Une précision d’abord: «L’acupuncture du visage ne rajoute ou n’enlève rien. Pas plus que je ne paralyse ou ne brûle.

Tout est affaire d’énergie que l’on stimule pour que les ressources intérieures rayonnent à l’extérieur.»

Sylvie Wyler manie les aiguilles (en or, pour le visage) depuis 1993 après s’être formée au Québec, alors pionnier en la matière. «L’enseignement y était l’équivalent d’une haute école spécialisée publique chez nous. La physiologie comme l’anatomie ou la pathologie faisaient partie intégrante du cursus», explique l’acupunctrice installée depuis huit ans dans un charmant cabinet proche du parc de Milan, à Lausanne.

Avec le recul des praticiens de longue date, elle nous explique qu’anatomie comme pathologie s’avèrent fondamentales, car elles lui permettent de connaître ses limites. «Je me suis lancée dans l’acupuncture après des années comme assistante médicale.

Je n’oppose pas du tout médecines chinoise et occidentale.

Au contraire, j’encourage mes patientes à avoir un médecin traitant lorsqu’elles me semblent chroniquement en mauvaise santé.»

Un traitement régulier et préventif

Le volet esthétique de l’acupuncture intéresse surtout les femmes. «Chez moi, on commence par une série de trois ou quatre séances hebdomadaires pour poursuivre par un rendez-vous tous les deux ou trois mois. Mais il n’y a pas de règle stricte: mes patientes les plus jeunes viennent ensuite seulement deux fois par an», m’explique Sylvie Wyler en rappelant les fondamentaux de la médecine chinoise: une médecine de fonction et énergisante tenant compte des cycles fondamentaux des saisons comme de la vie, les fameux yin et yang.

On dit qu’autrefois, chez les Chinois, le médecin n’était payé que lorsque sa salle d’attente était vide. Une vision très opposée à la nôtre,

sourit-elle. Avant d’aller s’allonger sur un petit lit médical, une petite anamnèse s’impose. Il n’y a pas réellement de contre- indication, à part peut-être les peaux très tannées et fatiguées par le soleil qui auront de la peine à être revivifiées.

Il s’agit surtout, en quelques questions, de déterminer l’état de santé et le mode de vie de la personne.

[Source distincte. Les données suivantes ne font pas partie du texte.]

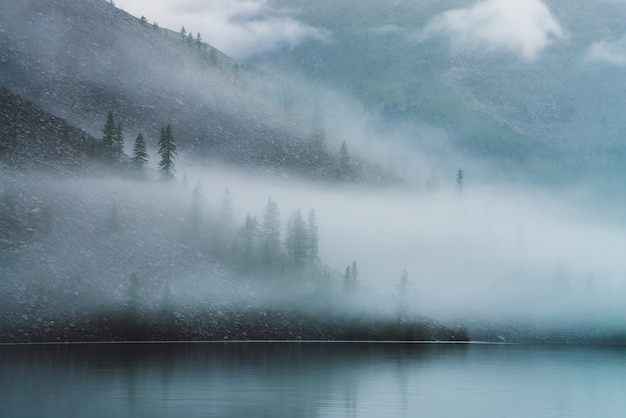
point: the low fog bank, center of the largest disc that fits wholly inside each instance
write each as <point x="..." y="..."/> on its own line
<point x="492" y="252"/>
<point x="472" y="256"/>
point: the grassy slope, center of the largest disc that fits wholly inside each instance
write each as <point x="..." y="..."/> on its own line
<point x="522" y="115"/>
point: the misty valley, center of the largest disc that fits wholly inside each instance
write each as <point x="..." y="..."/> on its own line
<point x="312" y="208"/>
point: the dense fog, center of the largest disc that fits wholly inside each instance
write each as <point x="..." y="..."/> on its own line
<point x="433" y="229"/>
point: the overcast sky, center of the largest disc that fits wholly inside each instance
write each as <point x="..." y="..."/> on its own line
<point x="240" y="28"/>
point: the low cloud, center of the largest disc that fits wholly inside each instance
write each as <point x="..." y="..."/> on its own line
<point x="240" y="28"/>
<point x="611" y="53"/>
<point x="524" y="28"/>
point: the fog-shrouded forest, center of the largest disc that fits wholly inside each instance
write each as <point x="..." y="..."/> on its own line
<point x="155" y="187"/>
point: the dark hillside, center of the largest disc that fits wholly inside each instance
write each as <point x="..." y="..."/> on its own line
<point x="32" y="138"/>
<point x="80" y="59"/>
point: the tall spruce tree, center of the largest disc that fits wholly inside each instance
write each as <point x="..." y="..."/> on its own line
<point x="345" y="170"/>
<point x="296" y="241"/>
<point x="140" y="155"/>
<point x="460" y="183"/>
<point x="108" y="139"/>
<point x="118" y="144"/>
<point x="270" y="232"/>
<point x="167" y="151"/>
<point x="313" y="238"/>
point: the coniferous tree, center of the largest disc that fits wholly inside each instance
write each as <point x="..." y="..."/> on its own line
<point x="313" y="238"/>
<point x="225" y="219"/>
<point x="108" y="139"/>
<point x="270" y="232"/>
<point x="460" y="183"/>
<point x="118" y="144"/>
<point x="344" y="162"/>
<point x="296" y="241"/>
<point x="249" y="234"/>
<point x="167" y="150"/>
<point x="402" y="291"/>
<point x="114" y="222"/>
<point x="350" y="278"/>
<point x="140" y="155"/>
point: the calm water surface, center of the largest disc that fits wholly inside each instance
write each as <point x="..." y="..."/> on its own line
<point x="311" y="380"/>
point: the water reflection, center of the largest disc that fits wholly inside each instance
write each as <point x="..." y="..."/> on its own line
<point x="310" y="380"/>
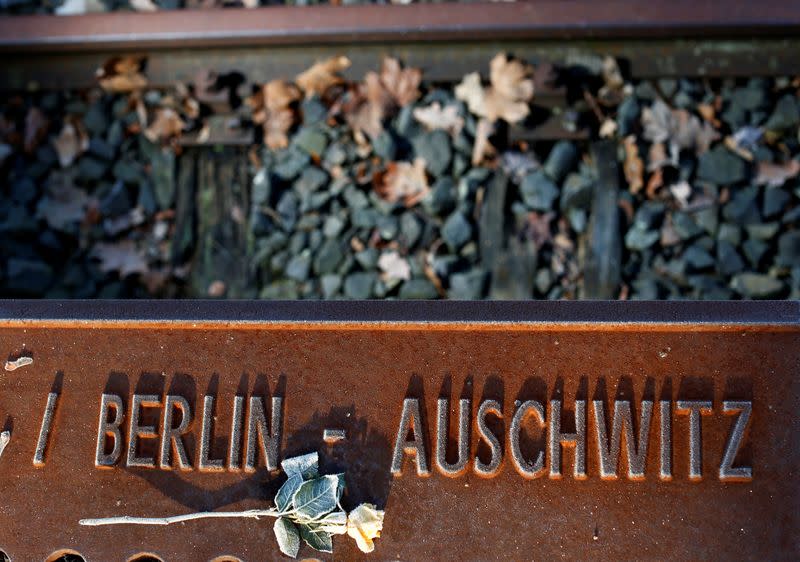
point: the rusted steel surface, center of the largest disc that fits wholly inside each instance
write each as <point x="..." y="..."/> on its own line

Le traitement fonctionne chez tout le monde, mais pas avec la même intensité.»

D’ailleurs Sylvie Wyler se fait un point d’honneur à répondre aux besoins de chaque patient. «La personne qui vient me voir reste la mieux placée pour savoir ce dont elle a besoin.

Ecoute et confiance sont les maîtres mots de la relation thérapeutique.»

En séance avec Sylvie Wyler

Passage du rouleau sur l'épiderme.
Un petit rouleau en métal serti de picots permet de détendre l’épiderme.

La peau doit être préparée avant l’utilisation des aiguilles. Pour cela, Syvlie Wyler utilise un petit rouleau en métal serti de picots qui permettent de détendre l’épiderme. Contrairement aux apparences, nul besoin de stresser: comme tout le reste de la séance, cette opération n’a rien de douloureux.

Les aiguilles sont sorties de leur emballage.
Les aiguilles, très fines, sont en or.

Le visage a droit à des aiguilles en or. A la fin d’une séance, le client repart avec «ses» aiguilles plongées dans une solution alcoolisée. Il les reprendra pour la séance suivante.

Le journaliste en traitement.
Rien n'est laissé au hasard quant à l'endroit où les aiguilles sont plantées.

Entre trente et quarante aiguilles sont posées à des endroits bien précis du visage. A part un petit pincement parfois, l’opération ne procure aucune douleur. C’est même plutôt agréable. Et cela tombe bien puisque s’ensuivent une quarantaine de minutes à rester allongé.